Why We Open Source

Our philosophy on open source and the story behind open-xtract.

We believe the best infrastructure software should be open. That's why we built open-xtract and released it for anyone to use.

The Problem

Unstructured documents are everywhere in enterprise. PDFs, invoices, contracts, reports — all containing critical data locked inside formats that resist extraction.

Existing solutions fall into two camps:

  • Template-based extractors that break the moment a document layout changes
  • Black-box APIs that offer no transparency into how decisions are made

Neither is acceptable when you need reliable, auditable data extraction at scale.

Our Approach

open-xtract takes a different path.
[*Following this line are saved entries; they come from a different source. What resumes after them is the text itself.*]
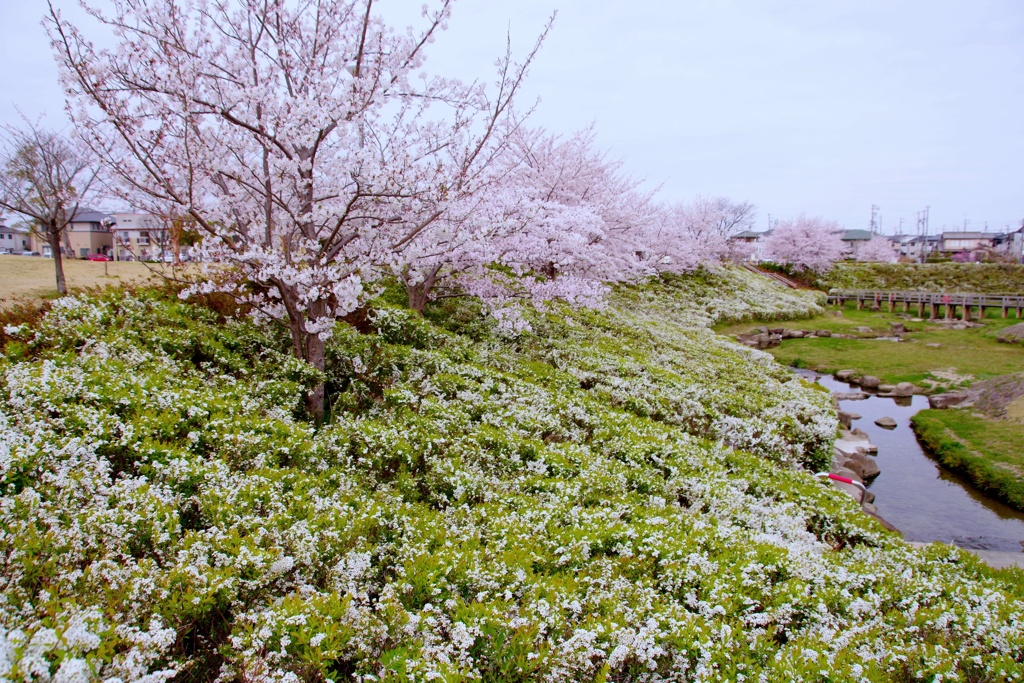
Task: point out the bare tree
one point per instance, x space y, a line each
44 178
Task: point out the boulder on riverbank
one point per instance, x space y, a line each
869 382
1012 335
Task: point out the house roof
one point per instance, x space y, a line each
853 236
90 216
967 236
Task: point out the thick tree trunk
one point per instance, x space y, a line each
306 346
53 238
419 293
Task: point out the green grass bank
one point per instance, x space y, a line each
987 451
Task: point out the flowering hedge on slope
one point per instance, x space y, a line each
617 496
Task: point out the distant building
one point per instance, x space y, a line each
923 246
902 244
88 233
754 243
853 240
13 240
1010 245
140 236
966 243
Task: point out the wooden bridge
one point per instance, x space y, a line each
934 303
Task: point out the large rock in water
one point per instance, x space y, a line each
1012 335
869 382
942 400
886 423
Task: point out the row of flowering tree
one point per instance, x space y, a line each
314 154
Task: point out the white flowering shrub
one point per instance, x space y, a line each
616 496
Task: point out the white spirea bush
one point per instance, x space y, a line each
615 496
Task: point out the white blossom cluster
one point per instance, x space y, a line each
613 497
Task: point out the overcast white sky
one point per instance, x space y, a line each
817 107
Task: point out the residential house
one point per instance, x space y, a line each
88 232
753 243
966 243
853 241
902 244
13 240
140 237
1010 245
923 246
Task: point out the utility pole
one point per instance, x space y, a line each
923 231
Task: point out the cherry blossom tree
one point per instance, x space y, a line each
806 244
559 221
878 249
302 139
45 178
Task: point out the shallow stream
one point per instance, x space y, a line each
921 498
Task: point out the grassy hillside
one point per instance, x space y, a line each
966 278
34 278
615 496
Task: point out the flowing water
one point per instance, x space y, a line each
921 498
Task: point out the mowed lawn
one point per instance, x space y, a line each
931 355
34 279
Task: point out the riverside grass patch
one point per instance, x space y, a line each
940 278
987 451
615 496
929 355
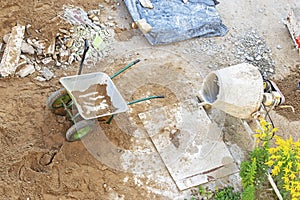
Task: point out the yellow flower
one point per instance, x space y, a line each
279 163
270 163
274 157
292 176
276 170
286 170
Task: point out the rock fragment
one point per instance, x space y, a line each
12 51
26 70
146 3
144 26
27 48
47 74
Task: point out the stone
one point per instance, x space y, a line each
146 3
12 51
144 26
46 60
5 38
51 48
27 48
47 74
39 78
26 70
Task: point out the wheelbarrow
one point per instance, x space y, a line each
86 97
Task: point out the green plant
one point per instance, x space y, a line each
254 170
283 160
227 193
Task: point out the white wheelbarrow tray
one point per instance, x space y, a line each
83 82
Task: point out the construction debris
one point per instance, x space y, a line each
47 74
65 48
12 51
293 25
146 3
26 70
144 26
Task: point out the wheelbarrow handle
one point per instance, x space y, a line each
126 67
86 48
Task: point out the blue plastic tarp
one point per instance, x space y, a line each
173 20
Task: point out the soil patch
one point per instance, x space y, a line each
291 91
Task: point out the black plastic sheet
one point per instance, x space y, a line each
173 20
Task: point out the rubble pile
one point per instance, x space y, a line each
40 55
252 48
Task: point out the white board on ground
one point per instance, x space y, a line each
189 144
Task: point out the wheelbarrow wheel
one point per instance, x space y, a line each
79 130
56 99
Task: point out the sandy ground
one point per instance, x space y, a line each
36 160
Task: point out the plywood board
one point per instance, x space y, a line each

It uses structured extraction powered by language models, giving you:

  • Schema-driven extraction — define what you want, get exactly that
  • Transparent processing — every extraction decision can be traced and verified
  • Local execution — your documents never leave your infrastructure
uv add open-xtract

Getting started is intentionally simple. Define a schema, point it at a document, and get structured data back.

Open Source as a Foundation

For us, open source isn't charity — it's strategy. When developers can inspect, modify, and extend the tools they depend on, everyone builds better software.

We use open-xtract ourselves in client projects. The feedback loop between real-world usage and open development makes the tool better for everyone.